Activist: Pioneer JSS students battling depression issues over Govt neglect

Thousands of Junior Secondary School (JSS) leaners in Embu County failed to acclimatize to their new lessons after weeks of idleness compounded by lack of teacher’s experiences which could have affected their mental status.

Amidst the shortages, students also face lack of ideal books expected to have been delivered to schools under the new curriculum with teachers from the primary school being forced to sacrifice time to handle the idle, lonely and bored students.

“The students have been idle and would be normally huddled in groups inside quiet classrooms without teachers, in most instances it was empathetic teachers who volunteered to at least teach the boys and girls and give them assignments to keep them busy,” said a teacher of a school in Mbeere South.

In connection to this situation, child rights and mental health experts have asked the government to launch systems to have mental wellness campaigns targeting the pioneer JSS students to forestall what could be serious mental health ailments among the learners.

Child Rights Crusader and High Court Advocate, Lukas Matiko Chacha termed the adoption of the JSS systems of education as too affront on innocent children with fragile minds as specimen used to experiment on a new curriculum.

Teachers in schools hosting special units, the Education News learned, have resorted to empathy before they decided to offer lessons to the JSS students who they realized could have been undergoing mental crisis due to idleness and loneliness in classrooms without tutors or books.

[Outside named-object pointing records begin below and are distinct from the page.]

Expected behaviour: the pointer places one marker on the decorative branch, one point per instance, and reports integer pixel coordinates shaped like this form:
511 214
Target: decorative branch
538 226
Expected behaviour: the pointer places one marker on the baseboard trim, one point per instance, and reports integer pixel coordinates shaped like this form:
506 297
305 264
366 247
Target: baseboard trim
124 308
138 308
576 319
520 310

Tutors handling special needs’ learners in various stages are able to discern any tension, depression and other mental issues among learners because they are trained to do so and that placed them in an awkward position in which they could not just leave the JSS student to suffer.

“When I realized that the JSS students continued to be idle and lonely, I volunteered to start teaching them even without the directions from my head teacher” said Njoka Thaara who teachers in a special unit in Embu County. He added: “I could not stand watching innocent boys and girls slowly collapsing into depression over the long wait for teachers they had been frequently promised and who took too long to arrive at the appointed stations.”

The weeks of idleness and the fact that, one teacher finally reported to tackle all the lessons towards the end of first time, Njoka said, could have had unresolved mental crisis on the children and perhaps a national programme to guide and counsel the learners is urgently required as a matter of an emergency.

When Education News visited various schools in Manyatta and Mbeere South, a month before the closure of the schools for the first term holidays, the JSS students looked idle and disoriented with the excitement of being promoted to secondary seeming to slowly fizzle away.

School heads speaking confidentially termed the JSS class as a burden to the school managements and expressed the need for streamlining of the same.